By wrung out by Nirbheek

In my previous blog post, I talked about how I improved the latency of GStreamer's default audio capture and render elements on Windows. An important part of any such work is a way to accurately measure the latencies in your audio path. Ideally, one would use a mechanism that can track your buffers and give you a detailed breakdown of how much latency each component of your system adds. For instance, with an audio pipeline like this: audio-capture → filter1 → filter2 → filter3 → audio-output

If you use GStreamer, you can use the latency tracer to measure how much latency filter1 adds, filter2 adds, and so on.

However, sometimes you need to measure latencies added by components outside of your control, for instance the audio APIs provided by the operating system, the audio drivers, or even the hardware itself.

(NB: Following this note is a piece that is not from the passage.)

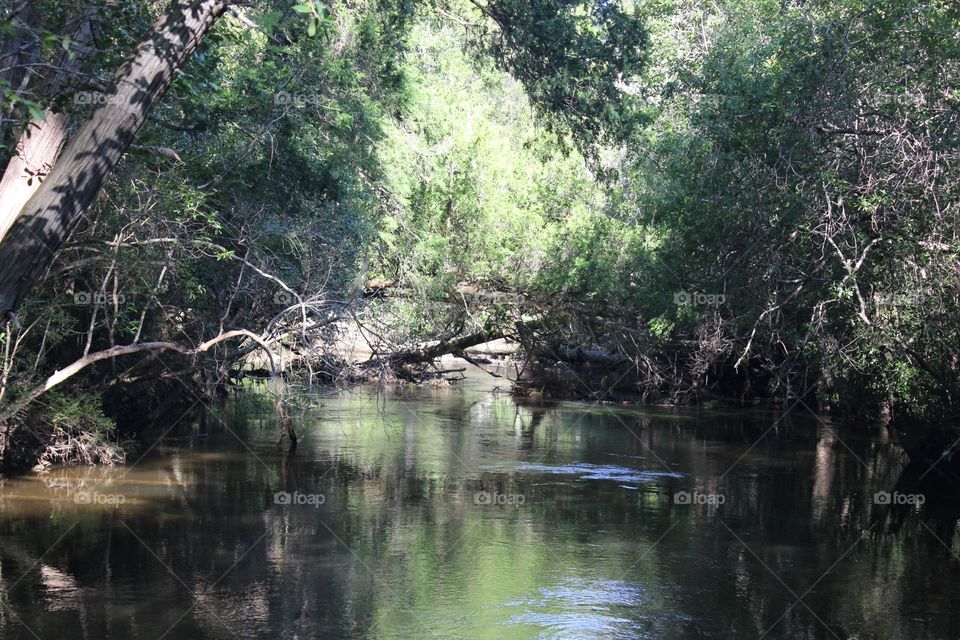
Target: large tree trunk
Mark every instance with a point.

In that case it's really difficult, bordering on impossible, to do an automated breakdown.

But we do need some way of measuring those latencies, and I needed that for the aforementioned work. Maybe we can get an aggregated (total) number?

There's a simple way to do that if we can create a loopback connection in the audio setup. What's a loopback you ask?

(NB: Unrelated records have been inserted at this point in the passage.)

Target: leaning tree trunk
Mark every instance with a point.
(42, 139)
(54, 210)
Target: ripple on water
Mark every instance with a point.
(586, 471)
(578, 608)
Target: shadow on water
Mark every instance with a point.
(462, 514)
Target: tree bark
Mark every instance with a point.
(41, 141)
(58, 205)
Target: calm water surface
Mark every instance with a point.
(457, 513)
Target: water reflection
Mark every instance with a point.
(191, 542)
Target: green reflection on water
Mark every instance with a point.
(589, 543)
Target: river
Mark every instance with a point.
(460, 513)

Ouroboros snake biting its tail
Essentially, if we can redirect the audio output back to the audio input, that's called a loopback. The simplest way to do this is to connect the speaker-out/line-out to the microphone-in/line-in with a two-sided 3.5mm jack.
photo of male-to-male 3.5mm jack connecting speaker-out to mic-in
Now, when we send an audio wave down to the audio output, it'll show up on the audio input.

Hmm, what if we store the current time when we send the wave out, and compare it with the current time when we get it back? Well, that's the total end-to-end latency!

If we send out a wave periodically, we can measure the latency continuously, even as things are switched around or the pipeline is dynamically reconfigured. Some of you may notice that this is somewhat similar to how the `ping` command measures latencies across the Internet.
screenshot of ping to 192.168.1.1
Just like a network connection, the loopback connection can be lossy or noisy, f.ex. if you use loudspeakers and a microphone instead of a wire, or if you have (ugh) noise in your line. But unlike network packets, we lose all context once the waves leave our pipeline and we have no way of uniquely identifying each wave. So the simplest reliable implementation is to have only one wave traveling down the pipeline at a time. If we send a wave out, say, once a second, we can wait about one second for it to show up, and otherwise presume that it was lost.

That's exactly how the audiolatency GStreamer plugin that I wrote works! Here you can see its output while measuring the combined latency of the WASAPI source and sink elements:

The first measurement will always be wrong because of various implementation details in the audio stack, but the next measurements should all be correct. This mechanism does place an upper bound on the latency that we can measure, and on how often we can measure it, but it should be possible to take more frequent measurements by sending a new wave as soon as the previous one was received (with a 1 second timeout). So this is an enhancement that can be done if people need this feature.

Hope you find the element useful; go forth and measure!